In the course of the passing weeks, I had been made to understand that I would be given that dream’s interpretation but that I would not like it.
I did receive the interpretation. It is not something I will share but the realization of its meaning is difficult at best and thus it brings me to the final crossroads.
I know God has a plan. In the past that plan had him direct me to leave facebook. I also eventually left Twitter – then Periscope, and Instagram. I have not yet determined what will happen to this blog, if anything.
The crossroads I now face, that we all face, is the world we are in.
We are to be “In the world but not of the world” (John 17:16) and that is why what The Lord told me just before I received the dream interpretation makes so much sense: “You are done with WordPress.”
At first I wasn’t sure why He would say that…until He replayed snippets of the dream for me and provided His own interpretation. In that moment, I dropped to my knees in horror and pleaded for mercy. The Spirit was right…not only did I not like what the dream meant but I wasn’t ready to hear it. To be honest, I return to write this blog entry in complete and total humility.
It might seem weird but The Lord brought this scene into my Spirit today.
Padme’s unintended discovery relates to the reality of The Truth of what The Church is currently facing (deception) and that the dress Jesus Bride is wearing is stained.
The only way for the stains to be removed is for her to wait upon Jesus for restoration through Judgement.
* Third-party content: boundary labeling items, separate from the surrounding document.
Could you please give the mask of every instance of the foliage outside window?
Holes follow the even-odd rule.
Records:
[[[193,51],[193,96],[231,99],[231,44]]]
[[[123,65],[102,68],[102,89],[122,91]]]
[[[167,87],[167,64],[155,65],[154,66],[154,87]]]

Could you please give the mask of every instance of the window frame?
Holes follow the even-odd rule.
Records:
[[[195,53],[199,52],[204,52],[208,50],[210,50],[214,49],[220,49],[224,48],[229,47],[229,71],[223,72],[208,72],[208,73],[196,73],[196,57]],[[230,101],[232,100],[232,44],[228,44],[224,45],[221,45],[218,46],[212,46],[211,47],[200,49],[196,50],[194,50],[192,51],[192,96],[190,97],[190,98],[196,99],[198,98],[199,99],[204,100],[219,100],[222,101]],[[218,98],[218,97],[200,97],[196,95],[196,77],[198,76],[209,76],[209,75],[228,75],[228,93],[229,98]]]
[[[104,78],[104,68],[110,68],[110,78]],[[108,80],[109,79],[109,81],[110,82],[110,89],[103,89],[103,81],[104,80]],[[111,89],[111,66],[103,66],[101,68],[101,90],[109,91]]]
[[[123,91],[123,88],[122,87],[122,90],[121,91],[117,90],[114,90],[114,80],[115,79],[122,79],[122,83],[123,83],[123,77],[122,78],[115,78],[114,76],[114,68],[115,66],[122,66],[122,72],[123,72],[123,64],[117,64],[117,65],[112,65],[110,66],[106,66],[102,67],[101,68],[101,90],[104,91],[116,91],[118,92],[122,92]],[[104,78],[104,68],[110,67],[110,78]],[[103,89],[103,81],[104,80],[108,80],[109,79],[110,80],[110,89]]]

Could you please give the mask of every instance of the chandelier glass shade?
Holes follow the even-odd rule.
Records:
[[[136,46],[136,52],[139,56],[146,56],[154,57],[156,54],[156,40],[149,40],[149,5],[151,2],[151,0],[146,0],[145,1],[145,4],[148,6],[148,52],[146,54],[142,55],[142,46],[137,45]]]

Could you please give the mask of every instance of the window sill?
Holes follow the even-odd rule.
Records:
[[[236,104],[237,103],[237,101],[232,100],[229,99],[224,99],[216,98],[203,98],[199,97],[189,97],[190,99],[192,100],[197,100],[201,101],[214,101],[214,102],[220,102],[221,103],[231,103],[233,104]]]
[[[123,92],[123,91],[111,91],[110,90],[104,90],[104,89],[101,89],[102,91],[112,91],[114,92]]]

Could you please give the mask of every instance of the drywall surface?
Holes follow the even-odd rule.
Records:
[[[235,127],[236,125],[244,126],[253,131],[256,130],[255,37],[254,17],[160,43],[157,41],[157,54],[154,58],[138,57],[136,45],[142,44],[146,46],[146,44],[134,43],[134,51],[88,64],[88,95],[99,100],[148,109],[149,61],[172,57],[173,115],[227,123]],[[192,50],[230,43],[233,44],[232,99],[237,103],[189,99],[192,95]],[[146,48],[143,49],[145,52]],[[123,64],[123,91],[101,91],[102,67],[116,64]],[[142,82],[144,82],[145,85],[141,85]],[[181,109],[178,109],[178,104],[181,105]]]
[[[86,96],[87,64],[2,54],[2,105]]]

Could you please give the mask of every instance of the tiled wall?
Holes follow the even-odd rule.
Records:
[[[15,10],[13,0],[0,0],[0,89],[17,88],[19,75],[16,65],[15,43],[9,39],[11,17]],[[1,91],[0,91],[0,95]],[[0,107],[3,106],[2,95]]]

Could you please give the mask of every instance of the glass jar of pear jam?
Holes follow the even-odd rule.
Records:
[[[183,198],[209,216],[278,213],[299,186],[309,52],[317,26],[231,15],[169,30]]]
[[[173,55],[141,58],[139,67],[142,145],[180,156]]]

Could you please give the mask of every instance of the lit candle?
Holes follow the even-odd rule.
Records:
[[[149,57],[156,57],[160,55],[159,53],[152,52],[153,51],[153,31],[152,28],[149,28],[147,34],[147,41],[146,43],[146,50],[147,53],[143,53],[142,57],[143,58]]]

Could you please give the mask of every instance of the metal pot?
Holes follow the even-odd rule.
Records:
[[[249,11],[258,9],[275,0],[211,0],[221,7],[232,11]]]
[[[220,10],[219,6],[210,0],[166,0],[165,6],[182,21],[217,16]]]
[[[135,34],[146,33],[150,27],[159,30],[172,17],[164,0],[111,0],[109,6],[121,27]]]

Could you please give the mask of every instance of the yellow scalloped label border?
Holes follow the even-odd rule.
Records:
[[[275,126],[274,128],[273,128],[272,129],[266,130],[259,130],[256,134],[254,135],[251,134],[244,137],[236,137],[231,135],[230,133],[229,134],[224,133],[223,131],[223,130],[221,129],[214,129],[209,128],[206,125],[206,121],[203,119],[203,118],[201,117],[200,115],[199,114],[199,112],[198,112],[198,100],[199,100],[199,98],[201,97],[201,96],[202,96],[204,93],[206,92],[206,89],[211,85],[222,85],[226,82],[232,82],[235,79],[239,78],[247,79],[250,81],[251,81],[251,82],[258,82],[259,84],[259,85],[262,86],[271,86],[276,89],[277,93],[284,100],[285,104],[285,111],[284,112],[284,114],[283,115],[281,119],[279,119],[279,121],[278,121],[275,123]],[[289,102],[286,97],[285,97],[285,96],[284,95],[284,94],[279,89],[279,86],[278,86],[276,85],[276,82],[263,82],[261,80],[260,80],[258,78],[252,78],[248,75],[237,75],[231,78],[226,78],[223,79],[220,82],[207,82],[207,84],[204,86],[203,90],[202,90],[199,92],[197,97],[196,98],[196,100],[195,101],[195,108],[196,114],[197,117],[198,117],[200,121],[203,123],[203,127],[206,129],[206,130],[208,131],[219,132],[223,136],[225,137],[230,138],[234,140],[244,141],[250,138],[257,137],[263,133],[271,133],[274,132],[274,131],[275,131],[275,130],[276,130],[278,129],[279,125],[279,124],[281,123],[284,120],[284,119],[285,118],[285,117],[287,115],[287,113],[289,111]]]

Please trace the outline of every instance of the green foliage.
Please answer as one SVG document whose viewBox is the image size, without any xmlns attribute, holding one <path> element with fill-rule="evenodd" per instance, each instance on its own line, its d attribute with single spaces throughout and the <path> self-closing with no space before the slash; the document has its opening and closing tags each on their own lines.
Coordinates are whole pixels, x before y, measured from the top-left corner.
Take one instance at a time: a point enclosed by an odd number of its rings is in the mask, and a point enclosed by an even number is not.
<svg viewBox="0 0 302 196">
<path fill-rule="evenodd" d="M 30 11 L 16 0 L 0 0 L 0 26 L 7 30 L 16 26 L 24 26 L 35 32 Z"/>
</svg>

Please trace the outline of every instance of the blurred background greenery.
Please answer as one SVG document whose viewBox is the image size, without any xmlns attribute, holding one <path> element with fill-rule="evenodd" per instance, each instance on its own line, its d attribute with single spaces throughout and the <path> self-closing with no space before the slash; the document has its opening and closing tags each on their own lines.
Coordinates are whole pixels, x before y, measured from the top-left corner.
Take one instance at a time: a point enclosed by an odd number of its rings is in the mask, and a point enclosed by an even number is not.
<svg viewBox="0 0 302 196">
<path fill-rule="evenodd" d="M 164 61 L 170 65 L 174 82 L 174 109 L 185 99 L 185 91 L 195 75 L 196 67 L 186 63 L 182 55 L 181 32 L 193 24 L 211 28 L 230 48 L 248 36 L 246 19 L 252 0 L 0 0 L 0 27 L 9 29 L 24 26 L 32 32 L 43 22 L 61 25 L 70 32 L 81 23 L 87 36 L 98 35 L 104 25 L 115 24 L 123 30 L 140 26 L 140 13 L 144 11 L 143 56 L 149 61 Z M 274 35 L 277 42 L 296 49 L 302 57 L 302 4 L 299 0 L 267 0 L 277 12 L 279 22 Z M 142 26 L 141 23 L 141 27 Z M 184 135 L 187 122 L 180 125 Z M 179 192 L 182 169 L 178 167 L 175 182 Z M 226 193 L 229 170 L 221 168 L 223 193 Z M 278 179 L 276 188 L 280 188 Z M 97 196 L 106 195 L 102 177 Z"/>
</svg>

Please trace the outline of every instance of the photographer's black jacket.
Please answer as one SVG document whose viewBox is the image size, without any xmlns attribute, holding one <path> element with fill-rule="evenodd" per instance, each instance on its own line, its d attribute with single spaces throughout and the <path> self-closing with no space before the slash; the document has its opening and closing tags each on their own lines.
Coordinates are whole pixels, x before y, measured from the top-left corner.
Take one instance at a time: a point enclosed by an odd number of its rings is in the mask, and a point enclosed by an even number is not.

Essentially, the dream meant that no one will escape what’s coming unless they know the Truth of Jesus’ Promises.
That means cutting through all the junk of man’s doctrines and begging for the Spirit of Truth to reveal what the body needs to gain victory.
Unfortunately, in light of what I was personally shown (in this moment) I no longer feel worthy to write His Words – so I am voluntarily stepping down from this platform and Spiritually I now cover myself in ashes and sackcloth while I wait for Him to guide and direct me.
In The Spirit, the world I have known was just turned upside down. This is probably why I had the Earthquake dream soon after.
Dear Yahuveh: I know that My life was bought at a price by Jesus…May your Will be done.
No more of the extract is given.